The rising interest in Big Data analytics has lead to at least two fundamental challenges: the most often addressed one is the ability to perform the necessary computing operation in reasonable time. However, the second often neglected one is the ability to leverage existing work and collaborate on complex solutions. This this talk we will present tools to address both issues on the basis of the R computing environment.

RCloud is a web-based, distributed, collaborative analytics environment which enables the sharing of work in social-network like fashion, facilitates reproducibility, discovery and collaboration. It allows easy re-use of code, incorporates visualization tools and a path to deployment.
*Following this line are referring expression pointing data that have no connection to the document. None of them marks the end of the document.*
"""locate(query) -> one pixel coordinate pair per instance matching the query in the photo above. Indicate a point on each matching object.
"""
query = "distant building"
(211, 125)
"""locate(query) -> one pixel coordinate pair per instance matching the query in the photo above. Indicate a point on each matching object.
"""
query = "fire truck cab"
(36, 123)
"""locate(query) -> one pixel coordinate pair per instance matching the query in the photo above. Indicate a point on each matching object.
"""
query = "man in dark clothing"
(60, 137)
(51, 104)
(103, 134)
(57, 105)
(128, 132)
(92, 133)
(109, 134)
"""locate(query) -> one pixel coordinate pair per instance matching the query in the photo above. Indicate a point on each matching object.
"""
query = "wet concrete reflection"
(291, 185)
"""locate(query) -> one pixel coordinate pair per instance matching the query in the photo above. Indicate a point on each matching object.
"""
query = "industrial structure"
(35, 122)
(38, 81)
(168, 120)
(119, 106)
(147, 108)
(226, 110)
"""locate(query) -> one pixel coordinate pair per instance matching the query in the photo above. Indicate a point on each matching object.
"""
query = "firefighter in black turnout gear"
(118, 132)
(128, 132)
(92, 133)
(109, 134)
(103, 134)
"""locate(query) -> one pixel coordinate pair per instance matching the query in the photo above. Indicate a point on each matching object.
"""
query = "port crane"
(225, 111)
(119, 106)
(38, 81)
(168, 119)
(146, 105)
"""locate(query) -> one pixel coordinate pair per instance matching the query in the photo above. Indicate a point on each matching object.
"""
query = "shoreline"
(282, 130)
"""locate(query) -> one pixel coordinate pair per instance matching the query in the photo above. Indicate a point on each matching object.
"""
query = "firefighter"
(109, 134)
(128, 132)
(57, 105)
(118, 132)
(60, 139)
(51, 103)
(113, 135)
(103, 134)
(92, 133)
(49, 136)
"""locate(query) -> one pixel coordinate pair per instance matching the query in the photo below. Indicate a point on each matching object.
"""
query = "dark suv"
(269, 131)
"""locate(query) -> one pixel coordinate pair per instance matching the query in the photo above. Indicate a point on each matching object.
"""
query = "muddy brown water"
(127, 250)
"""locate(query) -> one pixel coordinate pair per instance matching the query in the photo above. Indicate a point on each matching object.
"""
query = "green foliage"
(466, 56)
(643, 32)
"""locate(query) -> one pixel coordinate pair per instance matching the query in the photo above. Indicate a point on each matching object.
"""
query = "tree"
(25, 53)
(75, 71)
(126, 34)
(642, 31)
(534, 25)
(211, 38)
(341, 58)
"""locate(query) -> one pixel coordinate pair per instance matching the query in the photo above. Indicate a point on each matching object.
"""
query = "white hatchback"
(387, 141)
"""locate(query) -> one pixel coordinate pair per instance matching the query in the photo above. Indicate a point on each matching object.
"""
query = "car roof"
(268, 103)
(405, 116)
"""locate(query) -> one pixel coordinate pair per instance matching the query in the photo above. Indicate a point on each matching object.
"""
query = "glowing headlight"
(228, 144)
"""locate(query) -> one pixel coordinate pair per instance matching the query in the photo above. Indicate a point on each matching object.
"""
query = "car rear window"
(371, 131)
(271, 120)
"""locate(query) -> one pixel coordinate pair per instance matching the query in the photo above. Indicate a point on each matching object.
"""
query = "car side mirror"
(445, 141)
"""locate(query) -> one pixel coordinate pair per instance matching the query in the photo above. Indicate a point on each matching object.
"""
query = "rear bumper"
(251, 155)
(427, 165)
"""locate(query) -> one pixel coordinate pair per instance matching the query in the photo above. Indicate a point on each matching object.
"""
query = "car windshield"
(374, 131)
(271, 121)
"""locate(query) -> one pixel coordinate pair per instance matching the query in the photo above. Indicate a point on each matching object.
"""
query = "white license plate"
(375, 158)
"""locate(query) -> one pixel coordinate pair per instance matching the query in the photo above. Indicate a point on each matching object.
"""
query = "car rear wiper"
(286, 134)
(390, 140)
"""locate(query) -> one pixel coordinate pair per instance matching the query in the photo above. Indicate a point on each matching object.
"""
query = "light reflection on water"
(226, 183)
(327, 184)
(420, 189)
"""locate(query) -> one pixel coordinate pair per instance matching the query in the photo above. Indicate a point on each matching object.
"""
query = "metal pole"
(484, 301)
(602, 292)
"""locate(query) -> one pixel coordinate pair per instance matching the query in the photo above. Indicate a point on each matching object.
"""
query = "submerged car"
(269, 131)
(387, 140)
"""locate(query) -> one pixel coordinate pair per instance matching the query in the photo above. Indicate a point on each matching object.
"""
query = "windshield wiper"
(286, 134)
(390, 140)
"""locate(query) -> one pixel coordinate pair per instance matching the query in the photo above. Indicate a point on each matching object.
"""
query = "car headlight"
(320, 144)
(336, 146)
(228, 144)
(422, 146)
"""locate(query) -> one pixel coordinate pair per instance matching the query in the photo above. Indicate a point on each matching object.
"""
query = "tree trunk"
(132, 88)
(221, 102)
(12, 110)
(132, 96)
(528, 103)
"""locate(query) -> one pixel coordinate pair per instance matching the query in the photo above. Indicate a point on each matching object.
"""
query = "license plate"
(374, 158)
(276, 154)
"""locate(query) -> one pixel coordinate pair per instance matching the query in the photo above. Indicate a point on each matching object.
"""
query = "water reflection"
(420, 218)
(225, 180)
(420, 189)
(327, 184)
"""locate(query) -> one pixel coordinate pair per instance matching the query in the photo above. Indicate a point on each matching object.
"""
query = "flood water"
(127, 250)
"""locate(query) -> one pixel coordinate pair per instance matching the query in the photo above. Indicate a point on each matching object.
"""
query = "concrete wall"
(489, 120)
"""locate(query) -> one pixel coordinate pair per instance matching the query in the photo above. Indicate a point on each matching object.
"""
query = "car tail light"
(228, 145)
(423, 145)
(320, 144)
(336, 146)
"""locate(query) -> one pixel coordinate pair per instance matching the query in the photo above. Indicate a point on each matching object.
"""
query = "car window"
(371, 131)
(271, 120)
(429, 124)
To allow the use of RCloud over large clusters, we have also developed iotools - an R package that provides highly-efficient ways for loading and parsing data into R and running map-reduce jobs over Hadoop clusters in much faster ways than most existing approaches. It also provides an additional in-memory distributed computing model allowing for complex algorithms that do not fit into the map/reduce framework to be run over stock Hadoop infrastructure. It can be also used for local batchwise processing when needed.

In this talk we will discuss both open-source projects RCloud and iotools with applications on real data and a real Hadoop cluster, ranging from visualization to high-throughput computing using R.